No room for such a delight of gluttony.


----------



## Robertriley (Mar 28, 2018)

LMAO Marty, that couldn't be put any better.  That being said, I did buy a girls bike today.  We will see how long it last.


cyclingday said:


> I know, I felt the same way.
> Ladies bikes are like a Coconut Cream Pie.
> Looks good, tastes good, I want it, but my better judgement says, naw!
> No room for such a delight of gluttony.


----------



## Freqman1 (Mar 29, 2018)

I've had a few of these. There seems to be a lot of variety in the details of these bikes such as the "ELGIN" being embossed or decal, pedals, seats, stems, hubs, tanks, and even headlight set-ups. My maroon and white bike is largely original with the exception of the headlight bar and one bezel having been replaced at some time. All original MAs I've seen have painted wheels. The red bike shown here does have a tank just not shown in the pic (this bike was sold). This was a promotional model and a cross between a true MA and a Four Star. From what I understand this promotional model was solid dark blue with white pins and not two-toned like a true MA. V/r Shawn


----------



## mike j (Mar 29, 2018)

Here's my '39, waving the flags. Very close to the original two tone blue. I've added the rack since this photo.


----------



## catfish (Mar 29, 2018)

Not mine. I should have bought it.


----------



## mickeyc (Mar 29, 2018)

With all that metal on the back, guessing they might be a bit heavy?


----------



## kngtmat (Mar 29, 2018)

Men's or ladies bikes if they are that cool looking like those it doesn't matter to me.


----------



## fordmike65 (Mar 29, 2018)

mickeyc said:


> With all that metal on the back, guessing they might be a bit heavy?

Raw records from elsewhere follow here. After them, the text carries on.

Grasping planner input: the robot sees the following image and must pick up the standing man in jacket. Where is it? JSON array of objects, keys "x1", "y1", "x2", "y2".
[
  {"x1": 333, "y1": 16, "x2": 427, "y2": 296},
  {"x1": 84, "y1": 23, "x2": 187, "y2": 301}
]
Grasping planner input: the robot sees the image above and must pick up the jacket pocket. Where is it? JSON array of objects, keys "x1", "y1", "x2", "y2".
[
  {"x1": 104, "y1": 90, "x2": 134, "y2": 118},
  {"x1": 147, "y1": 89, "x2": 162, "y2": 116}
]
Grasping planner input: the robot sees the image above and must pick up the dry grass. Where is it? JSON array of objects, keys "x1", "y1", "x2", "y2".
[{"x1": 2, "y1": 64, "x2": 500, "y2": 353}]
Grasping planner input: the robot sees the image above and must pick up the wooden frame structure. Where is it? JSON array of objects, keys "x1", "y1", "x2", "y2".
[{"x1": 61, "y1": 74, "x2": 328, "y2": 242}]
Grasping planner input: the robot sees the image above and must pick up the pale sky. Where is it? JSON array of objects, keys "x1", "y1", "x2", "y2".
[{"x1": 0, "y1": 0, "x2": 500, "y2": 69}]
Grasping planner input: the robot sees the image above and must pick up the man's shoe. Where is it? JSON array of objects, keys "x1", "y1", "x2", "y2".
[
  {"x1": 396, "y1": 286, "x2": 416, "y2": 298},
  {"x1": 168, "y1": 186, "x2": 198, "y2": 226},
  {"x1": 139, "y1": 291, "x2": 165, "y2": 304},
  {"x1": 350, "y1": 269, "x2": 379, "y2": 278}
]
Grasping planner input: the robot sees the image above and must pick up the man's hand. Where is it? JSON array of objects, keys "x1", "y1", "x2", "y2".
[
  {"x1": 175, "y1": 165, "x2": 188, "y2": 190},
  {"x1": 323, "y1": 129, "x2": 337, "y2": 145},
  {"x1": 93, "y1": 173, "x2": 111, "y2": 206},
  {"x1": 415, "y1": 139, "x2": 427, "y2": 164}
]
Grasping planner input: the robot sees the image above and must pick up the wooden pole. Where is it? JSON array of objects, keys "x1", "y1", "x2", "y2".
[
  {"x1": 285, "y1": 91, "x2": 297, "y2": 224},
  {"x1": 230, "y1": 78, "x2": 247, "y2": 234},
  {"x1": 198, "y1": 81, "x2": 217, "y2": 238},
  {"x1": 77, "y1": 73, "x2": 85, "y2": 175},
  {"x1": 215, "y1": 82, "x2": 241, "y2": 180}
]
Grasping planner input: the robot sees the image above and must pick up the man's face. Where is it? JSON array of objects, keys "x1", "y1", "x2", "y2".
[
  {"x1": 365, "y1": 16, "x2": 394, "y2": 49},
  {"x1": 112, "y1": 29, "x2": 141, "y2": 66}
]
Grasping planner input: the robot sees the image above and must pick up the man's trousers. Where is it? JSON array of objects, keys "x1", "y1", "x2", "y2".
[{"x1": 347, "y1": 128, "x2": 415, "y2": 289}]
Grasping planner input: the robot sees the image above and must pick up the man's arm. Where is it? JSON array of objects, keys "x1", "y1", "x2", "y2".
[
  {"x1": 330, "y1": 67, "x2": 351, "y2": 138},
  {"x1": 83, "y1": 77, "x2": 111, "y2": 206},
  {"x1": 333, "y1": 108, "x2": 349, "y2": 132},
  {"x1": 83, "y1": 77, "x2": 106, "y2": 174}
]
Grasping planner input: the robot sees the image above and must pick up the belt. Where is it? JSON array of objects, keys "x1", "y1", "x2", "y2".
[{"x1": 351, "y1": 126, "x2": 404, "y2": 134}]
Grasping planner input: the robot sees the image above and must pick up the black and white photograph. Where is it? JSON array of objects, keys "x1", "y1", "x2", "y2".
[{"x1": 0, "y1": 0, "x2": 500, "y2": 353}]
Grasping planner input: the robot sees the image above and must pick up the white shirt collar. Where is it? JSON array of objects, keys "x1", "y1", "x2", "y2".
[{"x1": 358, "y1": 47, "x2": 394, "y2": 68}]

They are portly broads. I was afraid after all that work, my girl was going to despise riding hers. To my amazement, she say's it's one of her easiest riding bikes. Thank God!


----------



## Brian R. (Mar 31, 2018)

Please forgive my ignorance. Why "Miss America?" Was it the Elgin model name, a nickname when new, a nickname among collectors, or ??


----------



## mike j (Mar 31, 2018)

Pretty sure it was a nickname back then. Think that it was technically the Elgin deluxe something. They are really cool bikes, I'm loving them.


----------



## mrg (Mar 31, 2018)

The 41 Sears catalog said it was the " Miss America " of the bicycle world! so think that's how it started.


----------



## Freqman1 (Apr 1, 2018)

mrg said:


> The 41 Sears catalog said it was the " Miss America " of the bicycle world! so think that's how it started.

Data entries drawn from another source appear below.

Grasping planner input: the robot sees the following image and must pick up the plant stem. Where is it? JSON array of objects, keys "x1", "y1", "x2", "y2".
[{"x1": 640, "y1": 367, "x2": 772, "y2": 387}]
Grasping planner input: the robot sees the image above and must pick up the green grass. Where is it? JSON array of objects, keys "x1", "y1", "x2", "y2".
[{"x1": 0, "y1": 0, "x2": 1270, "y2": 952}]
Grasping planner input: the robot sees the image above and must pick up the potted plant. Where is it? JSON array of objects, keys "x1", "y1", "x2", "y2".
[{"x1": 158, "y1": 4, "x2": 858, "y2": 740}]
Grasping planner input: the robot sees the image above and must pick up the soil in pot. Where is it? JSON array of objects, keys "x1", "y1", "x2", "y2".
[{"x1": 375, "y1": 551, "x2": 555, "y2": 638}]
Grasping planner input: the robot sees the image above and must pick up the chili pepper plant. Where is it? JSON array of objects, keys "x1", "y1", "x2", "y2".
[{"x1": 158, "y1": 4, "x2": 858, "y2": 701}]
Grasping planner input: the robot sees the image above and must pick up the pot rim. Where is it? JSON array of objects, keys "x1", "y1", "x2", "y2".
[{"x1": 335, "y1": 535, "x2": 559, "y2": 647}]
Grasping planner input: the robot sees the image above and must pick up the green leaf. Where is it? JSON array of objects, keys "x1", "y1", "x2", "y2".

Mark is correct--here is the ad. V/r Shawn


----------



## Oilit (Apr 2, 2018)

jkent said:


> Miss America 2018  I like her color combination.
> View attachment 778542



You're just fishing for easy "Likes", aren't you?


----------



## Bikermaniac (Apr 3, 2018)

catfish said:


> Not mine. I should have bought it. View attachment 778816 View attachment 778817 View attachment 778819 View attachment 778820




I agree.


----------



## Bikermaniac (Apr 3, 2018)

Sam's Miss America.


----------



## jayheazy (Aug 10, 2018)

Hello all, I just bought this one out of a hay loft.  I’m hoping you guys can help me find out exactly what I’ve got. Looks to be very original but I’m not sure if a few items. It has wood hand grips and I think incorrect pedals. The paint is original dark blue w/ white pin stripes everywhere, wheels are white w/ blue pin stripes. Serial # looks like 
S E    34470.  
 Any help will be appreciated.
Sorry for the terrible pics, I will get better pictures tomorrow in the sunlight.


----------



## barneyguey (Aug 10, 2018)

cyclingday said:


> View attachment 778555 This one sold on eBay today.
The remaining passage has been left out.